映画「タレンタイム」

福岡映画祭でヤスミン・アフマドの映画「タレンタイム」を観た。
マレーシアで公開されたときに観ていたが、タミル語の会話がかなり多いので十分に理解できないところがあった。日本語の字幕が付いているととてもわかりやすい。


映画の内容はマレーシアで観たときに何回か書いた。
タレンタイム(Talentime) - ジャカルタ深読み日記
映画「Talentime」その2 - ジャカルタ深読み日記
映画「Talentime」その3 - ジャカルタ深読み日記
ヤスミン作品と「翻訳可能性」 - ジャカルタ深読み日記
これを書いたときはまだ日本で「タレンタイム」が公開されていなかったために内容がはっきりわかるような書き方を避けていて、読んでもわかりにくいかもしれない。でも、内容に関して特に書き加えることはない。


かわりに声を大にして言いたいのは、もし「タレンタイム」を「マレーシア映画だから」という理由で観ない人がいたとしたら、あとで絶対に後悔するだろうということ。マレーシアを舞台にしているけれど、マレーシアになじみがある人にもない人にも同じように訴える映画になっている。


内容について1つだけ。
最後にマヘシュとメルーが階段でやり取りするシーンは、マレーシアで公開されたときになぜかここだけ字幕がなかったのでマヘシュが何を伝えたのかわからなかった。それがわかるかと期待していたが、日本で公開されたものもその部分だけは字幕がなかった。制作側で意図して字幕を付けていないということだろうが、この部分こそヤスミンが伝えたかったメッセージで、それを本当に知りたかったら努力して理解しなさいと言われているような気がしてならない。誰か読み解いた人がいないだろうか。

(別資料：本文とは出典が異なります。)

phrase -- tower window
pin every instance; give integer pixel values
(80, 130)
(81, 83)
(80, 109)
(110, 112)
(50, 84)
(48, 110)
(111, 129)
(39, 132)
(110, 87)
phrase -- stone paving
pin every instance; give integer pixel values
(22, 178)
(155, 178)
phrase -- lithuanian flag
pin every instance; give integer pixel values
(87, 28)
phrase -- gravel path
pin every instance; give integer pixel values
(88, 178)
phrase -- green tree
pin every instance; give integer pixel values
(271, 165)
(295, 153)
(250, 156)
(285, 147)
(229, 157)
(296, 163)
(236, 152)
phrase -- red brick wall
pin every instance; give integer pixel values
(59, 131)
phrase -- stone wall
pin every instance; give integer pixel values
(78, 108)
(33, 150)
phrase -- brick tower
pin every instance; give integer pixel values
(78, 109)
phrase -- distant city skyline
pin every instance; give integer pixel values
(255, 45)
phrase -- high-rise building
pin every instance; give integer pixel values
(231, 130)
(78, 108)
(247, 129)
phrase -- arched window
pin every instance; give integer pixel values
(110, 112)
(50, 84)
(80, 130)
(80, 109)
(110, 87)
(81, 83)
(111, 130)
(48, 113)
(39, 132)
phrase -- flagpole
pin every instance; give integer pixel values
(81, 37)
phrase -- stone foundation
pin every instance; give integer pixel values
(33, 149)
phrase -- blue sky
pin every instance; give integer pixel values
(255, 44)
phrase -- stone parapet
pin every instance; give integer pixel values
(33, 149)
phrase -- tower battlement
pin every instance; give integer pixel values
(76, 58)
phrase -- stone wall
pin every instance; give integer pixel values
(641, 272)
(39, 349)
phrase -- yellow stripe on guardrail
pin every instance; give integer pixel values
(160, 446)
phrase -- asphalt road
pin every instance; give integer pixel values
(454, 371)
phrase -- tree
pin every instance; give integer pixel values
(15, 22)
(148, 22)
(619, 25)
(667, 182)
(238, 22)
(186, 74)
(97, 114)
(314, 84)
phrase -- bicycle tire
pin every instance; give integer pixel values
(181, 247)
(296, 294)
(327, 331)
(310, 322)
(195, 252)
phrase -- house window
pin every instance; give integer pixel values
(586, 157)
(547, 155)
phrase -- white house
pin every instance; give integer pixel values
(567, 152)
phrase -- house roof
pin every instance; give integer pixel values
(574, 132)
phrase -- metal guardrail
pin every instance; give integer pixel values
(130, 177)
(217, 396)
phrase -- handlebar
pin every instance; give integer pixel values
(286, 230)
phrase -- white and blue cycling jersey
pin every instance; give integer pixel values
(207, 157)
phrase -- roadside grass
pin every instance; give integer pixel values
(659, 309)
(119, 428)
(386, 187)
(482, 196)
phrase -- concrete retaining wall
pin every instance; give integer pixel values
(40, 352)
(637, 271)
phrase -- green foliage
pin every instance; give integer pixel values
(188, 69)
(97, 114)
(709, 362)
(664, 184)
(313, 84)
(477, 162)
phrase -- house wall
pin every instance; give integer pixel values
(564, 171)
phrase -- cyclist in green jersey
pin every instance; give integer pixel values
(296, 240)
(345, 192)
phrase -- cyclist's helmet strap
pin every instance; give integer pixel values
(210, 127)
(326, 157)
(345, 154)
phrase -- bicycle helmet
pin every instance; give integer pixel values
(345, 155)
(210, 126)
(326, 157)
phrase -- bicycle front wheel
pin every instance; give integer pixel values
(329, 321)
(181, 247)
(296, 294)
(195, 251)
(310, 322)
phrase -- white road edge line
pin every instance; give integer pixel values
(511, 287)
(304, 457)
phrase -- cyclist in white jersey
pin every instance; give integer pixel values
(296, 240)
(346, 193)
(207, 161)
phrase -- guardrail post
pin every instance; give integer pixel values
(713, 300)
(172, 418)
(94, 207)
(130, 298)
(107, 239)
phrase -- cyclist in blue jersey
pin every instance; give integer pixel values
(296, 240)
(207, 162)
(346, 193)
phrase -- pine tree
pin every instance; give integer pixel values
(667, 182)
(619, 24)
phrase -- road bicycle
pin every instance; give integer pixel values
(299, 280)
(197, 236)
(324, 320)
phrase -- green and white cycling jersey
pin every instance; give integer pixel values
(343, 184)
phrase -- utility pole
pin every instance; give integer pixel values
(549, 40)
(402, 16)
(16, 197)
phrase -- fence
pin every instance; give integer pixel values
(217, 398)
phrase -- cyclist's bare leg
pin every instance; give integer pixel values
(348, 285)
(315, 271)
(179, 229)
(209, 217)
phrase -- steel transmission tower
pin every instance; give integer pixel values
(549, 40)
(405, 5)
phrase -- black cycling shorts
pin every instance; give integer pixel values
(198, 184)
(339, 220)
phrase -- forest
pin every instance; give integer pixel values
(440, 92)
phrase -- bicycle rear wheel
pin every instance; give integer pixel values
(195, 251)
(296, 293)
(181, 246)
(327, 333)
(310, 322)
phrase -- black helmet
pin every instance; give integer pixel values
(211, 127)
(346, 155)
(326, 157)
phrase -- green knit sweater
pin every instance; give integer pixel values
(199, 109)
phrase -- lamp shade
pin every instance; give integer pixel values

福岡映画祭の公式カタログには松岡環さんのヤスミン追悼文が8ページにわたって掲載されている。
ヤスミンの監督作品一覧や出演作品一覧もあり、ヤスミンがホラー映画?の「Susuk」に出演していたことを知る。調べてみると看護士役らしい。怖いかも。
長編映画以外を含めたヤスミンの出演・関連作品の追加情報をメモしておこう。
短編ではホー・ユーハン監督の「Anybody Home」(2004年、Visits: Hungry Ghost Anthologyの1編)。
Arivind Abraham監督の「S'kali」(2006年)ではヤスミンが本人役で出演しているらしい。
また、「出演」しているわけではないが「Sayang: You Can Dance」でも重要な役どころで登場している。